Version Control for Data

Git is the common tool for version control of code. How does it work? It works by grouping events about lines. Lines are added or removed, and a group of add/remove events is a transaction, i.e. a “commit”. A sequence of these line-delta-group events can be replayed from the log to construct a snapshot of the codebase at any point in the commit history.

Replaying a totally ordered log to construct a snapshot of state, i.e. state machine replication (aka “event sourcing”), is an increasingly popular practice in distributed data systems. Git does this for line-delta encodings of collections of text files, i.e. the stream of atomic changes to your codebase. Too bad your database isn’t a set of files of plaintext lines.

What is your database a set of? Can you delta-encode atomic changes to that set?

Documents and tables can be represented as graphs – sets of edges, with each edge connecting two nodes. Thus, an edge could be the equivalent of a line. Shards of a graph (or separate named graphs) could be the equivalent of files. An edge ledger, an accounting of the assertion and retraction of edges, could be the log, with atomic commits of sets of edge events.

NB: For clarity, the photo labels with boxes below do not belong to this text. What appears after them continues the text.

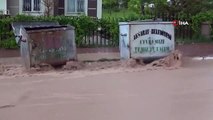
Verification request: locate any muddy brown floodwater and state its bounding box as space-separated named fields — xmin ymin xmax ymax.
xmin=0 ymin=58 xmax=213 ymax=120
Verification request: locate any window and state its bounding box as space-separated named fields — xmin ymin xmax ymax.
xmin=67 ymin=0 xmax=84 ymax=13
xmin=23 ymin=0 xmax=41 ymax=11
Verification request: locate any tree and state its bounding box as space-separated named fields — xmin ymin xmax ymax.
xmin=42 ymin=0 xmax=58 ymax=16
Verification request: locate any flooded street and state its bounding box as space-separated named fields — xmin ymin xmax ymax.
xmin=0 ymin=59 xmax=213 ymax=120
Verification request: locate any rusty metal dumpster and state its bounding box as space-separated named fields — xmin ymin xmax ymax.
xmin=119 ymin=21 xmax=175 ymax=60
xmin=13 ymin=23 xmax=76 ymax=69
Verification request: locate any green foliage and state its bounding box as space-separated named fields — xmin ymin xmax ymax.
xmin=0 ymin=37 xmax=18 ymax=49
xmin=128 ymin=0 xmax=142 ymax=14
xmin=192 ymin=11 xmax=213 ymax=32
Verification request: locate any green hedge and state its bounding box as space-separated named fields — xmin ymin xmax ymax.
xmin=0 ymin=15 xmax=151 ymax=48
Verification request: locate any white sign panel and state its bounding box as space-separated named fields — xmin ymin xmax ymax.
xmin=130 ymin=22 xmax=175 ymax=58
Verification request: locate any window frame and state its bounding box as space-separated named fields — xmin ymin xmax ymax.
xmin=65 ymin=0 xmax=86 ymax=14
xmin=22 ymin=0 xmax=42 ymax=12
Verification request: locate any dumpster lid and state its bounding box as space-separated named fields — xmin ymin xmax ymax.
xmin=12 ymin=22 xmax=59 ymax=35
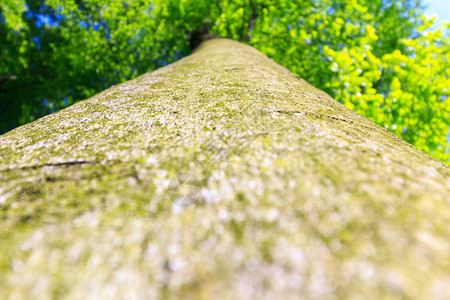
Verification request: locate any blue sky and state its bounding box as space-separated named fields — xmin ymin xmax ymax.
xmin=423 ymin=0 xmax=450 ymax=25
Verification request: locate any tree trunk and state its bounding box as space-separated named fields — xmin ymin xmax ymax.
xmin=0 ymin=39 xmax=450 ymax=299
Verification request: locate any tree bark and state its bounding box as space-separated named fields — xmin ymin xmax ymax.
xmin=0 ymin=39 xmax=450 ymax=299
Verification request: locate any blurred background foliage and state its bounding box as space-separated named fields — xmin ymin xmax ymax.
xmin=0 ymin=0 xmax=450 ymax=163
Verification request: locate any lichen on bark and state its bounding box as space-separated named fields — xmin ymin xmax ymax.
xmin=0 ymin=39 xmax=450 ymax=299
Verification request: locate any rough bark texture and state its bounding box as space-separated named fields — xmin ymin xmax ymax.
xmin=0 ymin=39 xmax=450 ymax=299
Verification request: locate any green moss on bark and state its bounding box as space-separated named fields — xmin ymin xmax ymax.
xmin=0 ymin=39 xmax=450 ymax=299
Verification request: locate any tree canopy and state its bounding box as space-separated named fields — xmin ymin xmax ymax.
xmin=0 ymin=0 xmax=450 ymax=162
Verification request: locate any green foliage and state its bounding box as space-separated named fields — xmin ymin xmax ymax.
xmin=0 ymin=0 xmax=450 ymax=162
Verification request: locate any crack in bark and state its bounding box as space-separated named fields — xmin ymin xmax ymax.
xmin=0 ymin=159 xmax=96 ymax=172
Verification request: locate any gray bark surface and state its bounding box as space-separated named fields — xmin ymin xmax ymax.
xmin=0 ymin=39 xmax=450 ymax=299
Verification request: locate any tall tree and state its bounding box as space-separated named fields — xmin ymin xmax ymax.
xmin=0 ymin=0 xmax=450 ymax=162
xmin=0 ymin=39 xmax=450 ymax=299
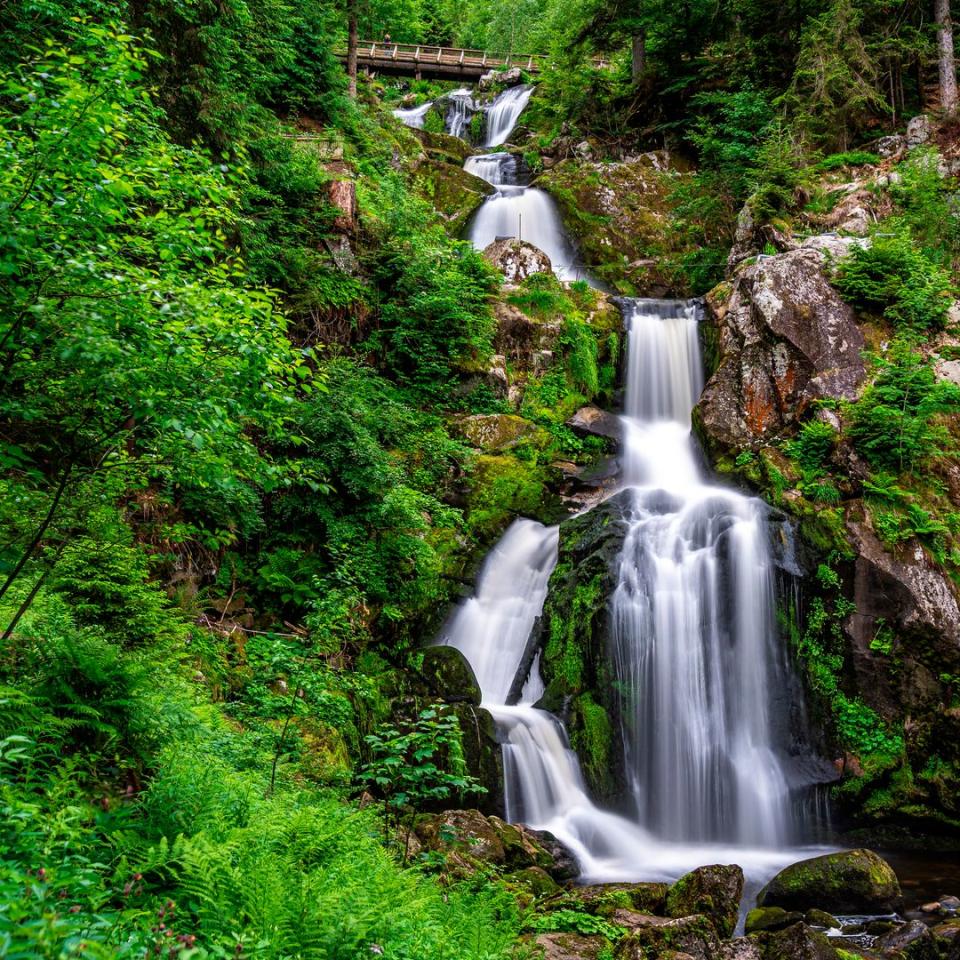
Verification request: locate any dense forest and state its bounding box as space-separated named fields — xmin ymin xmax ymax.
xmin=0 ymin=0 xmax=960 ymax=960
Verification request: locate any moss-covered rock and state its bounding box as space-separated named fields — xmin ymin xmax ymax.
xmin=750 ymin=923 xmax=838 ymax=960
xmin=757 ymin=850 xmax=902 ymax=913
xmin=614 ymin=916 xmax=720 ymax=960
xmin=667 ymin=864 xmax=743 ymax=937
xmin=537 ymin=152 xmax=686 ymax=296
xmin=543 ymin=883 xmax=669 ymax=918
xmin=415 ymin=160 xmax=493 ymax=235
xmin=535 ymin=491 xmax=630 ymax=798
xmin=745 ymin=907 xmax=804 ymax=933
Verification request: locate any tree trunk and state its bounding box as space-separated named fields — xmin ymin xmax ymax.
xmin=347 ymin=0 xmax=358 ymax=100
xmin=933 ymin=0 xmax=957 ymax=114
xmin=630 ymin=30 xmax=647 ymax=83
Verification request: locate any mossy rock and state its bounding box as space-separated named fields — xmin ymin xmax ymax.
xmin=750 ymin=923 xmax=839 ymax=960
xmin=667 ymin=864 xmax=743 ymax=937
xmin=614 ymin=916 xmax=720 ymax=960
xmin=757 ymin=850 xmax=903 ymax=914
xmin=745 ymin=907 xmax=804 ymax=933
xmin=420 ymin=646 xmax=481 ymax=705
xmin=543 ymin=883 xmax=669 ymax=919
xmin=416 ymin=160 xmax=493 ymax=235
xmin=503 ymin=867 xmax=560 ymax=900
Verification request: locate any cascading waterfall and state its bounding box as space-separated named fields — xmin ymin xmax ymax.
xmin=432 ymin=79 xmax=810 ymax=886
xmin=612 ymin=300 xmax=796 ymax=847
xmin=393 ymin=101 xmax=433 ymax=130
xmin=483 ymin=86 xmax=533 ymax=147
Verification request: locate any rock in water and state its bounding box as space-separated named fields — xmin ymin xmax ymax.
xmin=483 ymin=237 xmax=553 ymax=283
xmin=874 ymin=920 xmax=940 ymax=960
xmin=757 ymin=850 xmax=903 ymax=913
xmin=667 ymin=864 xmax=743 ymax=937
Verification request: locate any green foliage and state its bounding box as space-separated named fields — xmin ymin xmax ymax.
xmin=850 ymin=341 xmax=960 ymax=473
xmin=358 ymin=707 xmax=486 ymax=831
xmin=834 ymin=235 xmax=953 ymax=330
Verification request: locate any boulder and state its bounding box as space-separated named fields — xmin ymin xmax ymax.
xmin=327 ymin=180 xmax=357 ymax=233
xmin=695 ymin=237 xmax=866 ymax=453
xmin=667 ymin=864 xmax=743 ymax=937
xmin=567 ymin=404 xmax=623 ymax=440
xmin=844 ymin=517 xmax=960 ymax=724
xmin=745 ymin=907 xmax=804 ymax=933
xmin=420 ymin=646 xmax=481 ymax=705
xmin=753 ymin=923 xmax=838 ymax=960
xmin=614 ymin=916 xmax=721 ymax=960
xmin=483 ymin=237 xmax=553 ymax=283
xmin=906 ymin=113 xmax=932 ymax=150
xmin=552 ymin=883 xmax=669 ymax=917
xmin=757 ymin=850 xmax=903 ymax=913
xmin=873 ymin=133 xmax=907 ymax=160
xmin=873 ymin=920 xmax=939 ymax=960
xmin=456 ymin=413 xmax=544 ymax=452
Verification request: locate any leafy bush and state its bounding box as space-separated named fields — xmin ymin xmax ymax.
xmin=850 ymin=341 xmax=960 ymax=473
xmin=834 ymin=235 xmax=953 ymax=330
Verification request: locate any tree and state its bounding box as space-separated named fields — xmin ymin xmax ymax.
xmin=933 ymin=0 xmax=957 ymax=114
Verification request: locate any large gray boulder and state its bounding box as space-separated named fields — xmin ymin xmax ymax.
xmin=757 ymin=850 xmax=903 ymax=914
xmin=696 ymin=237 xmax=866 ymax=452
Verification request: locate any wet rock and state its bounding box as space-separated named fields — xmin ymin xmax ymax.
xmin=420 ymin=647 xmax=481 ymax=705
xmin=695 ymin=237 xmax=866 ymax=454
xmin=567 ymin=404 xmax=623 ymax=440
xmin=873 ymin=920 xmax=939 ymax=960
xmin=906 ymin=114 xmax=932 ymax=150
xmin=553 ymin=883 xmax=669 ymax=917
xmin=614 ymin=917 xmax=721 ymax=960
xmin=667 ymin=864 xmax=743 ymax=937
xmin=505 ymin=867 xmax=560 ymax=899
xmin=483 ymin=238 xmax=553 ymax=283
xmin=455 ymin=413 xmax=545 ymax=452
xmin=844 ymin=519 xmax=960 ymax=722
xmin=327 ymin=180 xmax=357 ymax=233
xmin=523 ymin=827 xmax=580 ymax=883
xmin=757 ymin=850 xmax=902 ymax=914
xmin=803 ymin=910 xmax=840 ymax=930
xmin=745 ymin=907 xmax=804 ymax=933
xmin=873 ymin=134 xmax=907 ymax=160
xmin=753 ymin=923 xmax=837 ymax=960
xmin=719 ymin=937 xmax=763 ymax=960
xmin=416 ymin=810 xmax=507 ymax=865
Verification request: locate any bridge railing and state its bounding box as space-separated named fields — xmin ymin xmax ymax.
xmin=357 ymin=40 xmax=547 ymax=71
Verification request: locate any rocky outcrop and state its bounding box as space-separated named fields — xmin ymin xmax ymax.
xmin=757 ymin=850 xmax=903 ymax=913
xmin=844 ymin=518 xmax=960 ymax=720
xmin=695 ymin=238 xmax=866 ymax=455
xmin=537 ymin=152 xmax=685 ymax=297
xmin=454 ymin=413 xmax=548 ymax=452
xmin=483 ymin=237 xmax=553 ymax=283
xmin=667 ymin=865 xmax=743 ymax=937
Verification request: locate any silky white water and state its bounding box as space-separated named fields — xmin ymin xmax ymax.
xmin=612 ymin=300 xmax=797 ymax=847
xmin=393 ymin=103 xmax=433 ymax=130
xmin=441 ymin=88 xmax=824 ymax=888
xmin=483 ymin=86 xmax=533 ymax=147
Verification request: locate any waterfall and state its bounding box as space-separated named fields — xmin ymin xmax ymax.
xmin=464 ymin=150 xmax=594 ymax=283
xmin=612 ymin=300 xmax=796 ymax=847
xmin=445 ymin=87 xmax=479 ymax=139
xmin=393 ymin=103 xmax=433 ymax=130
xmin=483 ymin=86 xmax=533 ymax=147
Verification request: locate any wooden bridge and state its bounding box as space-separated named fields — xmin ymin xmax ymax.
xmin=337 ymin=40 xmax=610 ymax=80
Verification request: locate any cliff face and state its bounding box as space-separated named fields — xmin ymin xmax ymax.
xmin=694 ymin=237 xmax=960 ymax=839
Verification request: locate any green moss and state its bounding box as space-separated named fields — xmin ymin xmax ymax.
xmin=571 ymin=693 xmax=616 ymax=800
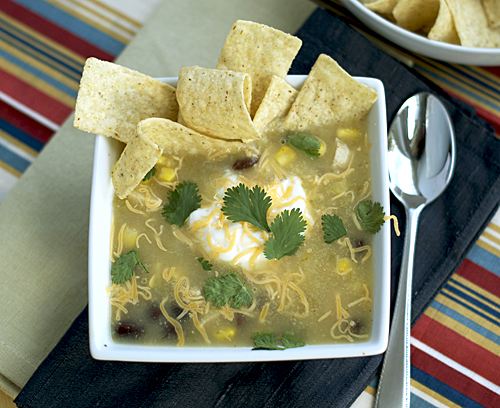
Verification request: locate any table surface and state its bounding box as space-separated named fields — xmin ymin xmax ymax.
xmin=0 ymin=0 xmax=500 ymax=408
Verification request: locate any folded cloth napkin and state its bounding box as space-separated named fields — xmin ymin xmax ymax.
xmin=15 ymin=9 xmax=500 ymax=407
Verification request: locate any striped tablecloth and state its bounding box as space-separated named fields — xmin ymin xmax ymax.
xmin=0 ymin=0 xmax=500 ymax=408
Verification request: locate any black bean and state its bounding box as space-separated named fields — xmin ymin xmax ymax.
xmin=233 ymin=156 xmax=259 ymax=170
xmin=116 ymin=322 xmax=144 ymax=337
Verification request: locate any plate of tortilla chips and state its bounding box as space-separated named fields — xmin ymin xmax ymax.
xmin=340 ymin=0 xmax=500 ymax=66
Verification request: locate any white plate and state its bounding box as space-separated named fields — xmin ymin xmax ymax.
xmin=89 ymin=75 xmax=390 ymax=363
xmin=339 ymin=0 xmax=500 ymax=66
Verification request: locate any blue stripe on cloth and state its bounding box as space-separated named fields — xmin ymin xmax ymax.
xmin=447 ymin=277 xmax=500 ymax=318
xmin=0 ymin=16 xmax=82 ymax=79
xmin=13 ymin=0 xmax=126 ymax=57
xmin=0 ymin=118 xmax=44 ymax=152
xmin=411 ymin=366 xmax=483 ymax=408
xmin=467 ymin=245 xmax=500 ymax=277
xmin=430 ymin=298 xmax=500 ymax=345
xmin=0 ymin=143 xmax=31 ymax=173
xmin=0 ymin=48 xmax=78 ymax=99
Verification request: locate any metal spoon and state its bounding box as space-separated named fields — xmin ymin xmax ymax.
xmin=375 ymin=93 xmax=455 ymax=408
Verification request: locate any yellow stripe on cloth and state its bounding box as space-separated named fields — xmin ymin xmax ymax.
xmin=424 ymin=304 xmax=500 ymax=356
xmin=0 ymin=39 xmax=79 ymax=91
xmin=0 ymin=57 xmax=75 ymax=108
xmin=0 ymin=12 xmax=85 ymax=72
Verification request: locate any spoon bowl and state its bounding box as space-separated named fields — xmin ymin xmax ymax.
xmin=375 ymin=93 xmax=455 ymax=408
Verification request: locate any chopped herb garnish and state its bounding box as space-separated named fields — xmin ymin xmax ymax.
xmin=203 ymin=272 xmax=253 ymax=309
xmin=281 ymin=330 xmax=306 ymax=348
xmin=111 ymin=249 xmax=149 ymax=285
xmin=252 ymin=331 xmax=305 ymax=350
xmin=357 ymin=200 xmax=385 ymax=234
xmin=222 ymin=183 xmax=271 ymax=232
xmin=264 ymin=208 xmax=307 ymax=259
xmin=198 ymin=257 xmax=213 ymax=271
xmin=142 ymin=166 xmax=156 ymax=181
xmin=321 ymin=214 xmax=347 ymax=244
xmin=162 ymin=181 xmax=201 ymax=227
xmin=288 ymin=135 xmax=321 ymax=156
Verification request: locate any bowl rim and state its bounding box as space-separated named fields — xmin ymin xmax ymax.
xmin=88 ymin=75 xmax=391 ymax=363
xmin=339 ymin=0 xmax=500 ymax=64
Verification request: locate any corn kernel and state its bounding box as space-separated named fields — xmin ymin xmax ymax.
xmin=331 ymin=179 xmax=347 ymax=194
xmin=158 ymin=167 xmax=175 ymax=182
xmin=123 ymin=226 xmax=139 ymax=248
xmin=275 ymin=146 xmax=296 ymax=166
xmin=337 ymin=128 xmax=359 ymax=139
xmin=215 ymin=328 xmax=236 ymax=340
xmin=337 ymin=258 xmax=352 ymax=274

Databases like Datomic and TerminusDB do this today. Pervasive version control for data could enable scientists to more unambiguously cite a dataset (e.g. as the result of query Q pointed at commit C of data repository R) and to collaborate without fear on data repositories (“Oops, I messed up, let’s undo that last data commit. Here’s an updated commit. Great, now the data passes the automated tests – let’s push an official release.").

This post was adapted from a note sent to my email list on Scientific Data Unification.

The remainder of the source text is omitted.